4877. — À M. DAMILAVILLE.
4 avril.

Mes chers frères, il est avéré que les juges toulousains ont roué le plus innocent des hommes. Presque tout le Languedoc en gémit avec horreur. Les nations étrangères, qui nous haïssent et qui nous battent, sont saisies d’indignation. Jamais, depuis le jour de la Saint-Barthélémy, rien n’a tant déshonoré la nature humaine. Criez, et qu’on crie.

Voici un petit ouvrage[1] auquel je n’ai d’autre part que d’en avoir retranché une page de louanges injustes que l’on m’y donnait. Je serais très-fâché qu’on crût que j’en aie eu la moindre connaissance ; mais je serais très-aise qu’il parût, parce qu’il est, d’un bout à l’autre, de la vérité la plus exacte, et que j’aime la vérité. Il faut qu’on la connaisse jusque dans les plus petites choses. Il n’y a qu’à donner cette brochure à imprimer à Grangé ou à Duchesne.

J’ai envoyé à mes frères cette petite relation[2], adressée à M. le duc de Villars, qui me vit esquisser Cassandre si vite, lorsqu’il était chez moi. Je prie mon cher frère de dire au frère Platon[3] que ce qu’il appelle pantomime je l’ai toujours appelé action. Je n’aime point le terme de pantomime pour la tragédie. J’ai toujours songé, autant que je l’ai pu, à rendre les scènes tragiques pittoresques. Elles le sont dans Mahomet, dans Mérope, dans l’Orphelin de la Chine, surtout dans Tancrède. Mais ici toute la pièce est un tableau continuel. Aussi a-t-elle fait le plus prodigieux effet. Mérope n’en approche pas quant à l’appareil et à l’action ; et cette action est toujours nécessaire, elle est toujours annoncée par les acteurs mêmes. Je voudrais qu’on perfectionnât ce genre, qui est le seul tragique : car les conversations sont à la glace, et les conversations amoureuses sont à l’eau rose.

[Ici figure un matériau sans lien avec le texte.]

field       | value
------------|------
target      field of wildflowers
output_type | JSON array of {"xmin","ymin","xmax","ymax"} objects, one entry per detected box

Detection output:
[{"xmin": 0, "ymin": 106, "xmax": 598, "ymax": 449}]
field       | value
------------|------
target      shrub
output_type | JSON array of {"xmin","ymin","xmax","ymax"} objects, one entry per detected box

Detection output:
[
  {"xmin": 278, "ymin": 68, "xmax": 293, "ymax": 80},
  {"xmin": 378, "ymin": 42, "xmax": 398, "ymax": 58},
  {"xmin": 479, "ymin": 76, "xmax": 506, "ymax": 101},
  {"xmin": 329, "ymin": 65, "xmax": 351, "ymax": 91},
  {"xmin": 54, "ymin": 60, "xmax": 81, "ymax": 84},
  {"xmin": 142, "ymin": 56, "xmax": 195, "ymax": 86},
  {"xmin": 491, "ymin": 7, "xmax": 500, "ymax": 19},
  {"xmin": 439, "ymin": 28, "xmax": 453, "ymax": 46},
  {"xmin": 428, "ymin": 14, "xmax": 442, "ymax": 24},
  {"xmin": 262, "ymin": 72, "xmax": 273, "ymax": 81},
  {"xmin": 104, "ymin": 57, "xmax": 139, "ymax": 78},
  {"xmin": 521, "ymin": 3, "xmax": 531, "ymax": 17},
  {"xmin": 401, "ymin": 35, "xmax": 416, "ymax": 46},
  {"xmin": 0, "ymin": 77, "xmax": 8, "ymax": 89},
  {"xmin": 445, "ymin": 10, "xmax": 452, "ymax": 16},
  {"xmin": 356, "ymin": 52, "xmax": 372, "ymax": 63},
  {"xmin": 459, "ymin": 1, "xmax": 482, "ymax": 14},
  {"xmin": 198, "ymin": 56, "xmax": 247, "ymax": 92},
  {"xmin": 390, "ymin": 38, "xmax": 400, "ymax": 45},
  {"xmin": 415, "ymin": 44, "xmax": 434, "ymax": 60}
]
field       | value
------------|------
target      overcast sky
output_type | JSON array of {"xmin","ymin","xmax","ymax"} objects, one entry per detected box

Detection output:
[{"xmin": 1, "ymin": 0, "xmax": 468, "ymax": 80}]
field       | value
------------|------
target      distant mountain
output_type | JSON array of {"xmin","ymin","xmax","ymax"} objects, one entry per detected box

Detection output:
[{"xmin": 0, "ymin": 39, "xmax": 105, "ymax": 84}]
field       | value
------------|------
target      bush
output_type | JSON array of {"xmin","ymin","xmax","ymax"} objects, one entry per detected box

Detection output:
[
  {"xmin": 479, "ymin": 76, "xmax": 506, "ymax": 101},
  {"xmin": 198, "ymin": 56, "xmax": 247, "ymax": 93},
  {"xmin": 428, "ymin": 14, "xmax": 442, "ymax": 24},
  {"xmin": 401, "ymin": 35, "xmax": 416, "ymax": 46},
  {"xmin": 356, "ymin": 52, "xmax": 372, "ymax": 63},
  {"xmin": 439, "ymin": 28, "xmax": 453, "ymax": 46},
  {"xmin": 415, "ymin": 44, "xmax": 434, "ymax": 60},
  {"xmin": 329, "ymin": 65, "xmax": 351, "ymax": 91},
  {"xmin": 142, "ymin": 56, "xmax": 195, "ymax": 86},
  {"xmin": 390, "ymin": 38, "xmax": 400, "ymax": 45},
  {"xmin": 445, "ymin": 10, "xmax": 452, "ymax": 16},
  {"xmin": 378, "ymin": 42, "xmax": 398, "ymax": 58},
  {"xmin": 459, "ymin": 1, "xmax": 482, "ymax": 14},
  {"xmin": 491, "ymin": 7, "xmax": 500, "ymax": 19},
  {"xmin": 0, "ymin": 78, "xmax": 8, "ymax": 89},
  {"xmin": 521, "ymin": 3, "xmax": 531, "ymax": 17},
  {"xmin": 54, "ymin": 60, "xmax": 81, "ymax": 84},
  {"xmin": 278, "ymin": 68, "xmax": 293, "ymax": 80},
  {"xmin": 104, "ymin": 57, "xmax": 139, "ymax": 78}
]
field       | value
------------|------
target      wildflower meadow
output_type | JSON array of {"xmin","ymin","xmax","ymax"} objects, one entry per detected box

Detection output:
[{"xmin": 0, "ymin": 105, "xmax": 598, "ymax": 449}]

Je suis affligé de la Martinique et de mon roué. Nous sommes bien sots et bien fanatiques ; mais l’Opéra-Comique répare tout.

Je bénis Dieu de m’avoir donné un frère tel que vous.

  1. Pièces originales concernant la mort des sieurs Calas, etc. ; voyez tome XXIV, pag-e 365.
  2. C’est la lettre 4867.
  3. Diderot, appelé aussi quelquefois Tonpla.